- Flag of Virginia, 1861
- Active: May 1861 – September 1862
- Disbanded: September 1862
- Country: Confederacy
- Allegiance: Confederate States of America
- Branch: Confederate States Army
- Role: Heavy Artillery Infantry
- Nickname: Archer's Battalion
- Engagements: American Civil War Peninsula Campaign; Seven Days' Battles; Battle of Cedar Creek; Second Battle of Bull Run;

= 5th Virginia Infantry Battalion =

Confederate States Army unit

The 5th Battalion, Virginia Infantry, also known as the Archer's Battalion, was raised in Virginia for service in the Confederate States Army during the American Civil War and served as infantry. It fought mostly with the Army of Northern Virginia.

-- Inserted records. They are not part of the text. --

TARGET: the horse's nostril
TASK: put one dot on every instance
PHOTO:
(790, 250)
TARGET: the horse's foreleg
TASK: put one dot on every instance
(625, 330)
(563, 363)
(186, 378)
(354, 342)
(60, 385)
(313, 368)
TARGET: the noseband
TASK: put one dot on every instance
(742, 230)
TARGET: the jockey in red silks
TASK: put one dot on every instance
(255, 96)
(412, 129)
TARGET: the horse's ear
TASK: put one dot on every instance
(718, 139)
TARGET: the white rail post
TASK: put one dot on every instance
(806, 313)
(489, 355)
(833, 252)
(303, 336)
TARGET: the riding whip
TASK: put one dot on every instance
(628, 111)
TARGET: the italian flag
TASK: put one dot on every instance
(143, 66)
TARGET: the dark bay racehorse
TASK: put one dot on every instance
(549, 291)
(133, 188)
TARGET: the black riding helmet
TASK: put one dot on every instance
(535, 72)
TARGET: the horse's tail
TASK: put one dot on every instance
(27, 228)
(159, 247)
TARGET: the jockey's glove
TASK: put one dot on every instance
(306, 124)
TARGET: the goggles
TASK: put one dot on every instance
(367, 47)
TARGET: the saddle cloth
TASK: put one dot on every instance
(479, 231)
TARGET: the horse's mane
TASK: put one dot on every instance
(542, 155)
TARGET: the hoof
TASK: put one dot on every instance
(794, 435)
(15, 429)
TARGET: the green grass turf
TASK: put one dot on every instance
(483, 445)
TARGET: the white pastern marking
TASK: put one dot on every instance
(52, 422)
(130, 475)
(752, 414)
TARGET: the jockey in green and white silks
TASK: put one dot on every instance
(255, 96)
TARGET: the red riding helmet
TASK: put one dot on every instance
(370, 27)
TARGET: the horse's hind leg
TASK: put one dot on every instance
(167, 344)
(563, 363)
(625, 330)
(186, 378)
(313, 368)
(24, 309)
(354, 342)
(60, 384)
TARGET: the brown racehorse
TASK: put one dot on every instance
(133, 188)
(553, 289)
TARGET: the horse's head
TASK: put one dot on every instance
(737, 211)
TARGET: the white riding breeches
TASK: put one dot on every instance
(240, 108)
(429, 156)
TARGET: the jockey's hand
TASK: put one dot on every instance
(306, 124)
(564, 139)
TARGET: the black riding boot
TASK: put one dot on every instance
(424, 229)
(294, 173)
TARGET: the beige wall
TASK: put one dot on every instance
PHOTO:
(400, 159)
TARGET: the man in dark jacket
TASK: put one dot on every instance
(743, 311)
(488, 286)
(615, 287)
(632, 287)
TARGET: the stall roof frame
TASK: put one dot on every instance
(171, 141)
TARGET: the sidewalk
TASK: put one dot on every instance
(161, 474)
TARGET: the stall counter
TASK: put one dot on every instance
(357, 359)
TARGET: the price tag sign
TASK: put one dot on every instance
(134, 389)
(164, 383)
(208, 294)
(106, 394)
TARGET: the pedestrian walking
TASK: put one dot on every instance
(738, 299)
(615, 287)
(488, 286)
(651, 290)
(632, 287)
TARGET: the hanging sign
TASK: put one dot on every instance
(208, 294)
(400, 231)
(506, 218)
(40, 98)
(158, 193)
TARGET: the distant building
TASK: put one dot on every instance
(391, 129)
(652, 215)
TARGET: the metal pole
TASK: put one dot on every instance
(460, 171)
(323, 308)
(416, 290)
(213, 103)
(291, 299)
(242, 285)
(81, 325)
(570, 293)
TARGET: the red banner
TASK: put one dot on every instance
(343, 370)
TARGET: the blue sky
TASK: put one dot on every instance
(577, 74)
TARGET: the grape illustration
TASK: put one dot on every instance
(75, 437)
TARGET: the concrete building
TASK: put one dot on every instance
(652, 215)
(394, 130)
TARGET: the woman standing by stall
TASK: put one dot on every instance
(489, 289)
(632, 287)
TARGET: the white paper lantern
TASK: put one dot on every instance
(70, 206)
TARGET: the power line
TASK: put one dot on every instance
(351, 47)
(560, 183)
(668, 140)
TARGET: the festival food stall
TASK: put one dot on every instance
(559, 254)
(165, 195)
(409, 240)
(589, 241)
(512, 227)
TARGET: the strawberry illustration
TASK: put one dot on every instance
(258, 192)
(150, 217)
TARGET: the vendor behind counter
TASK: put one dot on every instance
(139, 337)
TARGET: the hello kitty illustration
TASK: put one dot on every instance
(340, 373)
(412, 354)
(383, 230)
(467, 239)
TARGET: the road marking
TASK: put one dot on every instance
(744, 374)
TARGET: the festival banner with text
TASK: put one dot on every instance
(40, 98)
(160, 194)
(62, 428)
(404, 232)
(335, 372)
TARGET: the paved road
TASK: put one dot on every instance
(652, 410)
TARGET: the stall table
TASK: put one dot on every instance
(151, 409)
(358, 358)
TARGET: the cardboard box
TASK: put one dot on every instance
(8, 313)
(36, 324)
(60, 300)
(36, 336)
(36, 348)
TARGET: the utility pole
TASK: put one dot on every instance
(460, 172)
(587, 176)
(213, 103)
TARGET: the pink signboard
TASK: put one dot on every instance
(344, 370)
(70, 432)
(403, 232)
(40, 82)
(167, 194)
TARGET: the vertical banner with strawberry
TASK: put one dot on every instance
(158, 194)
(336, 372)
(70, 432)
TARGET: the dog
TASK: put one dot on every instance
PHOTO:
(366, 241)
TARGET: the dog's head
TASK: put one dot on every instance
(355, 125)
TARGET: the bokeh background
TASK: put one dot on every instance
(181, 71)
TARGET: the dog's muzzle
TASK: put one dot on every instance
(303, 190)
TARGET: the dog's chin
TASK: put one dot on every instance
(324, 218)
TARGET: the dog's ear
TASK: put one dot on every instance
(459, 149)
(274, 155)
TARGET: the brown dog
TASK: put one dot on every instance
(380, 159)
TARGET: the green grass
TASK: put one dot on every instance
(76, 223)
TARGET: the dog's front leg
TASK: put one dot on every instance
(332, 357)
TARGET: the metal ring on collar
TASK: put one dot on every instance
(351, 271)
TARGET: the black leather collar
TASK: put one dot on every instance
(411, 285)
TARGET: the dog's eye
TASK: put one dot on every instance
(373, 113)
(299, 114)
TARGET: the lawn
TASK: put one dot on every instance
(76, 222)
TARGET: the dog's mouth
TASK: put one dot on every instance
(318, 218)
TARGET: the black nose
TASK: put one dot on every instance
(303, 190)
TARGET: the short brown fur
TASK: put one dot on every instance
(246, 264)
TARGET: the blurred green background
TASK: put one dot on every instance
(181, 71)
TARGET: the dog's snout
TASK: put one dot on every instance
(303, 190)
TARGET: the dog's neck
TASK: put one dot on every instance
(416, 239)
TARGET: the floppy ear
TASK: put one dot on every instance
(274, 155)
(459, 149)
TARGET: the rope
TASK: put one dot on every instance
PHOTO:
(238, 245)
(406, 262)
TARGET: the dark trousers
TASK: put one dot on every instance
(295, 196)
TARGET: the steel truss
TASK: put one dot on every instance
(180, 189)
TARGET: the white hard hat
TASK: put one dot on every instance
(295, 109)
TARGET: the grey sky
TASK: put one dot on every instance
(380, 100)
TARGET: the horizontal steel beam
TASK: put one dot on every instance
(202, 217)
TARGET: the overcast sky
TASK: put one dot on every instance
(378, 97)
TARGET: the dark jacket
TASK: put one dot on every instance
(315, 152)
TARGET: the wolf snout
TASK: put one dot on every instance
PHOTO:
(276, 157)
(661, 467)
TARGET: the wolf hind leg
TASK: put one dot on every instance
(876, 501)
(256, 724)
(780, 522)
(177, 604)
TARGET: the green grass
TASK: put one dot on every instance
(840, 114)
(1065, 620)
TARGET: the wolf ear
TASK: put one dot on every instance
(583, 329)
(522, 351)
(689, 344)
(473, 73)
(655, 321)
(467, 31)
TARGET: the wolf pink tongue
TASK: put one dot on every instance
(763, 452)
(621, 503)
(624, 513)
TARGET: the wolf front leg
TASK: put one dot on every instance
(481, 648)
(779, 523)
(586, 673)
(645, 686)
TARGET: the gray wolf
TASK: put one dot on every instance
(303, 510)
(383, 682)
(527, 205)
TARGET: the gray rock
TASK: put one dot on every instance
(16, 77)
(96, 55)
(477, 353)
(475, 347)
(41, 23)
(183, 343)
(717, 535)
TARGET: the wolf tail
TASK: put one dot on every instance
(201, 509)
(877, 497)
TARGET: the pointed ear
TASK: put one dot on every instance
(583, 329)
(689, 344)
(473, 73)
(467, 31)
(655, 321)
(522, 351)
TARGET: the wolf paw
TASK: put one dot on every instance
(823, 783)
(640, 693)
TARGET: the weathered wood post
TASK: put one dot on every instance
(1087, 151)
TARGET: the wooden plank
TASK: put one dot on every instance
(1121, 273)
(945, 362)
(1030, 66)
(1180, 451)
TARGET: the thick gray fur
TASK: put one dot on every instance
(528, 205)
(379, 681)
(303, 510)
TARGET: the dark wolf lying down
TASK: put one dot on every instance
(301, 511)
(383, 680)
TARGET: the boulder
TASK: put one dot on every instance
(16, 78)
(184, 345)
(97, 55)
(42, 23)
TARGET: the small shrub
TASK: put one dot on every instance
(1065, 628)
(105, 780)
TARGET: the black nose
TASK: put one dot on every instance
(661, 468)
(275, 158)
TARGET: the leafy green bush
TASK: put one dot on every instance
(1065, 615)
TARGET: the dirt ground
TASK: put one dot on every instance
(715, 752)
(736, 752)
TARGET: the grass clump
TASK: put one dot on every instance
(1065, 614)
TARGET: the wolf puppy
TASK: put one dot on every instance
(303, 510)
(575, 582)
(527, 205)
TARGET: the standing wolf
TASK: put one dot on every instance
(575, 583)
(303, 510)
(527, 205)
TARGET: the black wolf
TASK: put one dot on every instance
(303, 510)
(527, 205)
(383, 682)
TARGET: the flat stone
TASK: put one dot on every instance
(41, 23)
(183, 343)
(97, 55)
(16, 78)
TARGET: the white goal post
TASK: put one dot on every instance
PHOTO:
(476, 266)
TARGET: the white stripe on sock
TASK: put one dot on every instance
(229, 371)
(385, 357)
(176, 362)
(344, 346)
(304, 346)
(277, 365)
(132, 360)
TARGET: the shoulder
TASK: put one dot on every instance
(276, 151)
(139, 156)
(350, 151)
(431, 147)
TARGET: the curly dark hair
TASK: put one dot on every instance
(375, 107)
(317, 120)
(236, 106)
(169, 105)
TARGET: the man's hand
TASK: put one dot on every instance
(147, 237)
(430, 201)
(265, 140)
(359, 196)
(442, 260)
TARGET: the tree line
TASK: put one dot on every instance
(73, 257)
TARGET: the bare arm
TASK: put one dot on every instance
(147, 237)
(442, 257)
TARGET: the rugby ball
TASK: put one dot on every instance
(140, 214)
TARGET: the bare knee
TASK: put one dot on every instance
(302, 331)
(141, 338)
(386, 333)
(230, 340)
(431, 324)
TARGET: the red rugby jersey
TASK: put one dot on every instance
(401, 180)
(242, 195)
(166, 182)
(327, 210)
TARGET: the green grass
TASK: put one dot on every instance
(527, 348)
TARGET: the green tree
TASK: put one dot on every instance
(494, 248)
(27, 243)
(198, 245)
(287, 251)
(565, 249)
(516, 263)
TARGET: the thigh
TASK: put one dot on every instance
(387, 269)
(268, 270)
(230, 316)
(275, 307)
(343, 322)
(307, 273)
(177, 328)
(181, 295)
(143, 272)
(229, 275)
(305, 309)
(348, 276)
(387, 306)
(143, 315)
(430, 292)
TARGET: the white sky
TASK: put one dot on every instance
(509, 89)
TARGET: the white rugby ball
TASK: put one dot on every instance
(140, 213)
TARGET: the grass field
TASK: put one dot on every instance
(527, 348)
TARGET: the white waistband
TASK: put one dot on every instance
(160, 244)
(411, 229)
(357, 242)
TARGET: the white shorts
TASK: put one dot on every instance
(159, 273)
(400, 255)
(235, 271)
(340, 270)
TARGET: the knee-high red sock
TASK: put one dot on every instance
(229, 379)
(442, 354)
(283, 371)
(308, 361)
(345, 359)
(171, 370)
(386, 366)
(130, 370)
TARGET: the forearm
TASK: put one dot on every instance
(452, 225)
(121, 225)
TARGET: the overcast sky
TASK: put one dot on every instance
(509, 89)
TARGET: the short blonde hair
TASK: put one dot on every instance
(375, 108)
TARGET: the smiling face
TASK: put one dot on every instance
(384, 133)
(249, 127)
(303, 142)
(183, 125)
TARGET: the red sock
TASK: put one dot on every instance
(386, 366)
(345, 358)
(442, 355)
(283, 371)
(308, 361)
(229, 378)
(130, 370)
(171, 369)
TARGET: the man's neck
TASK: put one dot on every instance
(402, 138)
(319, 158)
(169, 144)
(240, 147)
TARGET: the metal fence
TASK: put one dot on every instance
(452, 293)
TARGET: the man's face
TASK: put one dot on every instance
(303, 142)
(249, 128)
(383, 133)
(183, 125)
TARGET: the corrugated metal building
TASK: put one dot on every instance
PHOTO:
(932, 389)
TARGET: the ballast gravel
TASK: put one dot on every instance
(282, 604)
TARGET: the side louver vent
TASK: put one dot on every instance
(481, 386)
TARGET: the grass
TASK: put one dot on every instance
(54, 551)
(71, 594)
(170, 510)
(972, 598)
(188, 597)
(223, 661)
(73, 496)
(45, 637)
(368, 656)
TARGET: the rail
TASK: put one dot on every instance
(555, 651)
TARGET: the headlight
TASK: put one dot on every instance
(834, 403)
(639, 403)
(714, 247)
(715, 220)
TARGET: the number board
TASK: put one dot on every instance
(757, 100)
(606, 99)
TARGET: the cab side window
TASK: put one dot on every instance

The battalion completed its organization at Richmond, Virginia, in May 1861. Its six companies were raised in the counties of Brunswick, Dinwiddie, Prince George, Henrico, and Greensville.

The unit served as heavy artillery along the James River, including at Fort Huger, before being attached to General Armistead's Brigade. During June 1862, it contained 213 men, was active in the Seven Days' Battles, then disbanded in September. Many of its members transferred to the 53rd Virginia Infantry regiment.

The field officers were Lieutenant Colonel F.H. Archer, and Majors William R. Foster and John P. Wilson Jr.